Ostatki-5.03.2019r.

Dorocznym zwyczajem józefowski Uniwersytet Trzeciego Wieku, bawi się na koniec roku akademickiego i w karnawale.

Ostatni bal maskowy odbył się w dniu 5 marca br., a więc w ostatni dzień tegorocznego karnawału.

Jak się bawiono? Jak zwykle świetnie, o czym też świadczy choćby wiersz naszego kolegi Wiesława Grochali.

 

Ach, cóż to za Ostatki, można by powiedzieć,
Gdzie tak rwała muzyka, że nie dała siedzieć,
Bo tak właśnie serwował nasz dzielny DJ Wit
Aby wszyscy tańczyli a nie spoczywał nikt.

Miłosne piosenki typu „Hiszpańskie Oczy”
Bezwzględnie zapraszały do pląsów ochoczych,
Zaś znane twisty do skrętów i wygibasów
Które świetnie pamiętamy z tych naszych czasów.

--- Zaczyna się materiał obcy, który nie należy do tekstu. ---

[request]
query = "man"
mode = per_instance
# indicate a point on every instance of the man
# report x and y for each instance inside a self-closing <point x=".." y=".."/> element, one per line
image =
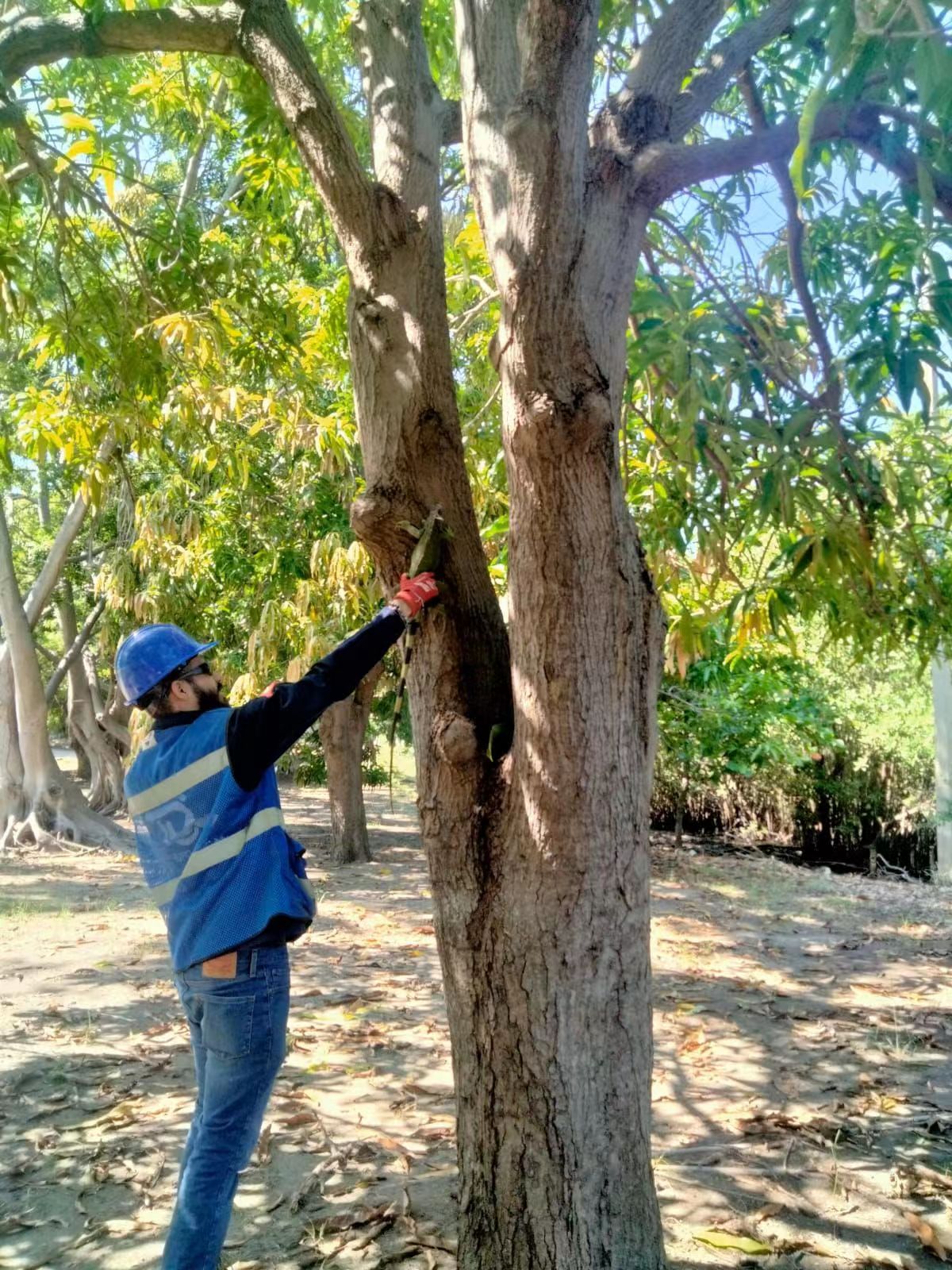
<point x="228" y="880"/>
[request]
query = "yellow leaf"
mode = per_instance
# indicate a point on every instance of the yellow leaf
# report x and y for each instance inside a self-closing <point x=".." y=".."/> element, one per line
<point x="742" y="1242"/>
<point x="928" y="1236"/>
<point x="107" y="171"/>
<point x="84" y="146"/>
<point x="74" y="122"/>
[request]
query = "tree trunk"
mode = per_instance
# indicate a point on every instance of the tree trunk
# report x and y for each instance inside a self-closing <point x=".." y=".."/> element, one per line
<point x="74" y="649"/>
<point x="12" y="798"/>
<point x="54" y="804"/>
<point x="342" y="729"/>
<point x="539" y="863"/>
<point x="106" y="785"/>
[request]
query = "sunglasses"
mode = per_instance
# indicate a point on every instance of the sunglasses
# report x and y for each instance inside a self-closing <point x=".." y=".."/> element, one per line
<point x="202" y="668"/>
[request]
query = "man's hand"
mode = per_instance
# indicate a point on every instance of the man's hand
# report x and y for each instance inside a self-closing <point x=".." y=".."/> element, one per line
<point x="414" y="594"/>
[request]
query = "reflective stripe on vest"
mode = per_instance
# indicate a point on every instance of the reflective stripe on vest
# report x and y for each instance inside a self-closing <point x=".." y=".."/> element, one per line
<point x="178" y="784"/>
<point x="225" y="849"/>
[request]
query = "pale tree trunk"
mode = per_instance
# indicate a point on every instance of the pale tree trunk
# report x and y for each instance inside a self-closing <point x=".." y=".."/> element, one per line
<point x="106" y="791"/>
<point x="74" y="649"/>
<point x="12" y="799"/>
<point x="342" y="730"/>
<point x="54" y="803"/>
<point x="539" y="864"/>
<point x="114" y="719"/>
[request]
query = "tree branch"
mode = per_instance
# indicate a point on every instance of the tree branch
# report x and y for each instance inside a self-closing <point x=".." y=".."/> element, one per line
<point x="194" y="164"/>
<point x="367" y="219"/>
<point x="29" y="41"/>
<point x="662" y="169"/>
<point x="727" y="60"/>
<point x="659" y="67"/>
<point x="74" y="651"/>
<point x="452" y="124"/>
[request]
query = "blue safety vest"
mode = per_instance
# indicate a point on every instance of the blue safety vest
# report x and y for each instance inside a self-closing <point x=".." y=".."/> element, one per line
<point x="216" y="857"/>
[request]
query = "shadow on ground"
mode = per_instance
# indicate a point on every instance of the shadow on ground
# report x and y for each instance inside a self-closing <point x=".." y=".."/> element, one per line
<point x="803" y="1083"/>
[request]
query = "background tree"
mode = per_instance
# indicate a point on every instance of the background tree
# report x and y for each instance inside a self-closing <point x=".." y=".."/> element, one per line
<point x="578" y="125"/>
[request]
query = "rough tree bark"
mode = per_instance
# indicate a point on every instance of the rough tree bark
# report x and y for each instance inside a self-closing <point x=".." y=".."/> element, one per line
<point x="12" y="799"/>
<point x="342" y="730"/>
<point x="54" y="804"/>
<point x="539" y="861"/>
<point x="106" y="791"/>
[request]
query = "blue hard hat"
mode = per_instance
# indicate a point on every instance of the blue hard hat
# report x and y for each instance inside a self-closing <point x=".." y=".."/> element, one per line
<point x="149" y="654"/>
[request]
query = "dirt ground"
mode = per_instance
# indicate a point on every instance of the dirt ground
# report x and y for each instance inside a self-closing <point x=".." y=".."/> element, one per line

Rock and roll i ogniste tańce latynoskie
To szybki ruch i kroczki rytmiczne i skoczne,
Może i niektóre zbyt żywe dla seniorów,
Toteż tańczono według własnego wyboru.

Jednak zawsze rytmicznie i zgodnie z muzyką
Piękną, powszechnie znaną znawcom i laikom.
Nad tokiem zabawy nasza Krysia czuwała
I nawet atrakcje dla nas przygotowała.

Mianowicie wybór najpiękniejszego stroju,
Więc oczekiwaliśmy pełni niepokoju
Na ten właściwy werdykt odnośnie wyboru
Tego jednego wystrzałowego ubioru.

Nie udało się wyłonić jednego,
Zwiększono więc podium laureatów dlatego,
Na którym zmieściło się sześcioro wygranych
Elegancko lecz oryginalnie ubranych:

Przyszła więc tu piękna dama wprost z lat 30-ych,
I wytworny elegant – ot lew salonowy,
Także piękność w oryginalnym sari z Indii
I tajemniczy mafioso – pewnie z Sycylii

Ożywiający coraz klimat wystrzałami,
I biała dama w maseczce co czarem swym mami,
Oraz pani kapitan – ta z żeglugi rzecznej,
A wszyscy jak z obrazka powieści bajecznej.

Laureaci konkursu pierwszeństwo wygrali
W podziale tortu który zjawił się na sali,
A był on tak pokaźny i tak smakowity,
Że starczył dla wszystkich nie tylko dla elity.

I za to pyszne, śmietankowe ucztowanie
Kochanej Krysi gorące podziękowanie,
Bo oprócz smakowych doznań zyskaliśmy mocy
I mogliśmy balować aż do późnej nocy.

Ciąg wiązanek – hitów z PRL-u „na poty”
Zafundował nam na koniec nasz didżej złoty,
Jednak słuchacze UTW to twarde sztuki
I tańczyli dopóty muzyka dopóki.

Niewątpliwy zaszczyt swą obecnością sprawił
Nam Pan Burmistrz, który wraz z małżonką się bawił,
I nasz były Prezes, który mimo choroby
Postanowił w swym gronie choć jakiś czas pobyć.

A to miłe niespodzianki dla tego wieczorku
Niezapomnianego, ostatkowego wtorku,
Kiedy troski na bok., bo radość i zabawa
Okazały się tutaj jako wspólna sprawa.